Not sure I understand what is going on with setw().

I would expect the program below to output something like this

77
 77
  77
   77
 
Instead, it does this:

77
77
77
 77
  77
   77

Why are the first three 77's not indented?

#include "utility.h"


// setw example
#include <iostream>
#include <iomanip>
using namespace std;

int main () 
{
  
	for(int i = 0; i < 10; i++)
	{
		cout << setw (i);
		cout << 77 << endl;
	}
		
		
	return 0;
}

How is line 15 working?

if you change line 12 to

for(int i = 2; i < 12; i++)

it seems to work

Why are the first three 77's not indented?
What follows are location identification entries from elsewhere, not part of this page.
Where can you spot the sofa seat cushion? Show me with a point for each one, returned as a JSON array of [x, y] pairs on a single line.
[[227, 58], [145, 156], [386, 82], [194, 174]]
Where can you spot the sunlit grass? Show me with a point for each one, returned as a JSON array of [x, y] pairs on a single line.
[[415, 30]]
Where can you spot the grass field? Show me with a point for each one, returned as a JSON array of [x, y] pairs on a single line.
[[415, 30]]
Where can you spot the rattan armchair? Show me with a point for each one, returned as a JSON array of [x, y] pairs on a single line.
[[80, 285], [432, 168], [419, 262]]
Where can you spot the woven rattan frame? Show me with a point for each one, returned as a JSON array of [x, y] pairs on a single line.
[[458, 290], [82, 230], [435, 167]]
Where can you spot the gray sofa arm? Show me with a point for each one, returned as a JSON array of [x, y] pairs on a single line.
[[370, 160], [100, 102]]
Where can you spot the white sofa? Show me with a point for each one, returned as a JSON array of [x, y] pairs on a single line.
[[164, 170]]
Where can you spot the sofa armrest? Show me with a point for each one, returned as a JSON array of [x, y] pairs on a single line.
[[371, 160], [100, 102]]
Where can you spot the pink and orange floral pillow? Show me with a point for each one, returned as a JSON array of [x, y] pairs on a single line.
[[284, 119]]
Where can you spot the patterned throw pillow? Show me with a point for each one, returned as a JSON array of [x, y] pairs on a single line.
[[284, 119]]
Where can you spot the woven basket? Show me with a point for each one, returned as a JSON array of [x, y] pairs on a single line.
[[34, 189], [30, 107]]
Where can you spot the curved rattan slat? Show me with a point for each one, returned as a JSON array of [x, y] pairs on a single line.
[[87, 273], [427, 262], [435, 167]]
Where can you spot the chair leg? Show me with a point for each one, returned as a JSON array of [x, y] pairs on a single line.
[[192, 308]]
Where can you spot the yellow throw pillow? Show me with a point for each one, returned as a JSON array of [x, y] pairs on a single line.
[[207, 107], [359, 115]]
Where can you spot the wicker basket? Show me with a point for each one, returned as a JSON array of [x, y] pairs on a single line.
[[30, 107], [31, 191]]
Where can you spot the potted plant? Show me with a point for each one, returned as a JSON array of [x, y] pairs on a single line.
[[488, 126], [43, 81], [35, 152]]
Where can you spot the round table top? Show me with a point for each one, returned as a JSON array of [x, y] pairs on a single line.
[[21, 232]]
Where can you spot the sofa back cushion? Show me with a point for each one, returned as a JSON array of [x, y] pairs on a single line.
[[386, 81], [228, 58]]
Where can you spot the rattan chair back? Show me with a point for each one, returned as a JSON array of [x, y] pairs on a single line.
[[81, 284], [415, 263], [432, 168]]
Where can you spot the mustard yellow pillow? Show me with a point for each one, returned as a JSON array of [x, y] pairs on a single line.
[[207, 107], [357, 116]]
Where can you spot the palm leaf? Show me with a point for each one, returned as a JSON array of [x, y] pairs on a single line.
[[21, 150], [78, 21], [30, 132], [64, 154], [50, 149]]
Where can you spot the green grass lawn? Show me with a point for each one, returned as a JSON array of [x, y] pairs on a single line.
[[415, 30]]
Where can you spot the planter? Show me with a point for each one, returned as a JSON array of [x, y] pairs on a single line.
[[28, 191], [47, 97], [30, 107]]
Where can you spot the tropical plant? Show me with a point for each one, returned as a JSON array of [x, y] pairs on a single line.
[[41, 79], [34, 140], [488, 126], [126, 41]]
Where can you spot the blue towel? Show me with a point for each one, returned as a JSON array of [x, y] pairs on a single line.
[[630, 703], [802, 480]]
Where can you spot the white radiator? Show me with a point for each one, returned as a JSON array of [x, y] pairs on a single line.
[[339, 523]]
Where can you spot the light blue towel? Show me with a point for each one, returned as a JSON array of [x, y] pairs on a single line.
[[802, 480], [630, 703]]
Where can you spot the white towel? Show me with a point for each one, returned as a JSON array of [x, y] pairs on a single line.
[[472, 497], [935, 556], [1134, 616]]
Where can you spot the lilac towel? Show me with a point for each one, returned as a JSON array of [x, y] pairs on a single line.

Consider the first three iterations of your loop:

cout << setw(0) << 77;
cout << setw(1) << 77;
cout << setw(2) << 77;

Now go see if you can figure out what happens when the length of the printed object meets or exceeds the set field width.

I think I figured it out.

The setw(n) is counting n spaces from the right side of the object. I was expecting it to be counting from the left.

Thanks guys.

Not quite. What setw() does is not indent the text; rather, it sets the field width of the text, with the right side of the text by default going to the rightmost column of the field (this is called 'right justified' text; you can explicitly set it to left-justify using the left manipulator). When you set the field size less than the size of the actual text going into the field, the text will in effect start at the beginning of the field and stick out past the end of the field.